Global search brainstorming

Warning: This page is no longer in use. The information contained on the page should NOT be seen as relevant or reliable.

Global Search
Project state	Deferred, though please see Global search (GSoC2013)
Tracker issue	MDL-31989
Discussion	Global Search rewrite
Assignee

Global Search is a proposed rewrite of the search mechanism for Moodle 2.x. This has been accepted as a Google Summer of Code 2013 project - Global search (GSoC2013).

Update after Developer Hackfest on 2013.03.21

Breaking news.

There is no one working on the Global Search for Moodle 2.5/2.6 at the moment
It will most likely become a Google Summer of Code project
Lucene (especially PHP implementation) is a dead-end, we should not try to use it
There are no search engines written in PHP that we could re-use/embed
We should not try to re-create search engine functionality
Instead we should focus on creating Moodle API for supporting search engines like solr.

The above makes code on https://github.com/tmuras/moodle/tree/gs obsolete, e.g.

search/search_lucene_*.php don't need to be used (https://github.com/tmuras/moodle/blob/gs/search/document/search_document.php may still be OK for the new implementation)
the code should not be re-integrated but used only as a reference, new code is required (against latest Moodle dev)

Not using Lucene means not using the PHP, embedded version that I've tried to use in https://github.com/tmuras/moodle/tree/gs. Do not confuse it with the Java Lucene library that solr uses under the hood. The fact that solr uses Lucene is (to simplify) irrelevant for us here. For us, solr will be black box (not technically true, read on) search engine. In reality, to get high performance solution, a module/plugin for solr will be required. On the solr side, there should be some Moodle-specific logic executed to help with processing Moodle permissions. E.g. ideally solr, depending on what kind of user is performing a query should do some initial filtering of the results. If user is a student, then all results related to hidden courses could be filtered early in the search. In the phase 1, a dump solution could be implemented - where solr returns all results and they are filtered out on the Moodle side.

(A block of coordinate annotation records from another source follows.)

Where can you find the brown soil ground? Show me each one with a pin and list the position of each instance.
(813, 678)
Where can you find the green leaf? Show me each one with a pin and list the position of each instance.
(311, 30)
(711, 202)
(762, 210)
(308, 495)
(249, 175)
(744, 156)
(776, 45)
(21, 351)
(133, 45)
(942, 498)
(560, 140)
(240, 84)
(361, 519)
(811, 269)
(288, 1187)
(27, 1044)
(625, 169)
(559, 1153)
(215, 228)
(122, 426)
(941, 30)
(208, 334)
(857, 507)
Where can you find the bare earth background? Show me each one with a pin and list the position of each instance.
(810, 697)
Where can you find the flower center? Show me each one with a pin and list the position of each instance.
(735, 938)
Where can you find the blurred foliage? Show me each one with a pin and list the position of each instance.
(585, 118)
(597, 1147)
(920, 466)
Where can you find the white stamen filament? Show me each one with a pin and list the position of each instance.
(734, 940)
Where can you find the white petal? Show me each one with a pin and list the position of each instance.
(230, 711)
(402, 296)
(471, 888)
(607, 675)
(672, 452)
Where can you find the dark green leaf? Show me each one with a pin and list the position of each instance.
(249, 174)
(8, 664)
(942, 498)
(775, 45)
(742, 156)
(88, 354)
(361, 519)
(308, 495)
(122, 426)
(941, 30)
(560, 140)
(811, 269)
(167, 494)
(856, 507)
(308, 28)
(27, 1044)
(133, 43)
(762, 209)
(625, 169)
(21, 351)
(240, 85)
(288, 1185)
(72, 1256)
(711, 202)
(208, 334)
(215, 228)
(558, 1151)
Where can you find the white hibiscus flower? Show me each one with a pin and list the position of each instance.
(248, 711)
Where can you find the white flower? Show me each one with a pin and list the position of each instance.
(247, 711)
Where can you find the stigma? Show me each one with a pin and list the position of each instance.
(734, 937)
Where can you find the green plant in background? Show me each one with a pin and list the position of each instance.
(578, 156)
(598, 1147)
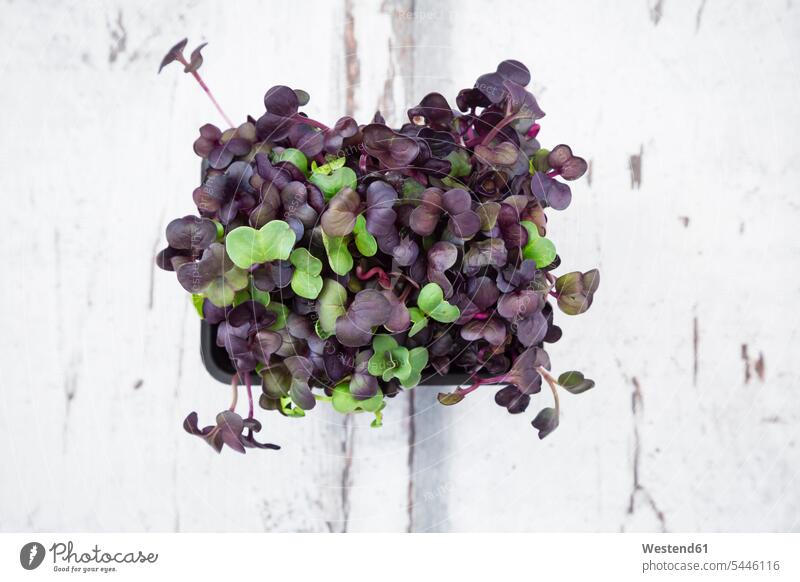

Requirements and assumptions

Security must be handled - search should not return any results that are not accessible for the current user.
Security can be handled globally only up to some level - a module must have final say if a document is accessible. Think about more complex modules (like workshop) that can allow access to a document only at specific time (e.g. only when in peer review phase). Access information can and should be stored in the index for performance reasons but each module should be responsible for the decision of denying or granting access.
External documents must be indexed and search-able. Think about all the docs uploaded into Moodle installations as resources.
Search index can be updated asynchronously (e.g. match the live data after minutes)
Notifications should be handled using Moodle events.
Solution must scale up. Let's put some numbers here that we can use for testing - 1m documents, with average 100 words each (so 100m words in total, 1m unique)
Initial indexing must be able to stop & pick up where it left, so when a big site enables search, initial indexing can be done in chunks over days (if needed).
A search results must allow ordering by relevancy. This is a big topic in itself but for example searching for "dog cats" should list first documents that contain both words and then those with a single one only. Searching for a "dog" should mark documents that contain word "dog" in several places as more relevant than those that contain it only once.
Advanced queries should be implemented to allow for:
1. grouping of ANDs and ORs (e.g. word1 AND (word2 OR word3))
2. returning results that do not contain a keyword
3. stemming (searching for "car" will return results with "cars")
4. wildcards (searching super* will find superman and superwoman)
5. attributes search (find XX in title)
6. phrase search (find phrase "frog zombies")
Other nice to have search features but not really required:
1. proximity searching
2. fuzzy searching
3. handling case sensitivity
4. regular expressions search
The API for the module author should be as simple to implement as possible.

Implementation

The whole solution will consist of few parts:

The core Search Module
Modules API
The Search Engine

Core Search Module

The core implementation that will provide:

cron job for the incremental indexing of the content
UI pages to present indexing information
UI for search and search results
controls for clearing the index and full re-indexing
caching?

Indexing

Indexing will be triggered from cron and will run for a defined, configurable time (5 minutes default). For each registered module, indexer will run mod_get_search_iterator($from) and will remember the value of the last indexed timestamp for the next run. Iterator will return $id, as defined/understood by the module. This $id will point to a document set. Document set consists of zero or more documents that will be indexed.

Modules API

Each module will need to implement a set of API to make itself search-able.

Basic support

The basic support will make module's exposed data search-able but will not allow for real-time searches. A module will need to:

declare that it supports FEATURE_GLOBAL_SEARCH (in function <mod>_supports).
implement 3 functions:
- mod_get_search_iterator($from = 0)
- mod_get_search_documents($id)
- mod_search_access($id)

Both content and documents can be returned by modules as search documents. This is the very minimum that needs to be exposed but the following limitations will apply:

There is no way to notify the search code that new document has been added. Indexer will run again with the next cron run.
When a content is updated or created but the record's timestamp doesn't change, it will not be indexed.

Advanced support

To allow for near real-time updates to the data, a module needs to implement following events:

when data is updated

And functions:

mod_search_events() - to describe the events to the search engine

Search Engine

Will be responsible for actual indexing, processing, storing and searching. There is no decent implementation of search engine in PHP (aka Lucene; Zend Lucene is not good enough), so there will be no default search engine embedded in Moodle. Instead search engine will be de-coupled so it should be possible to plug engines like solr or sphinx.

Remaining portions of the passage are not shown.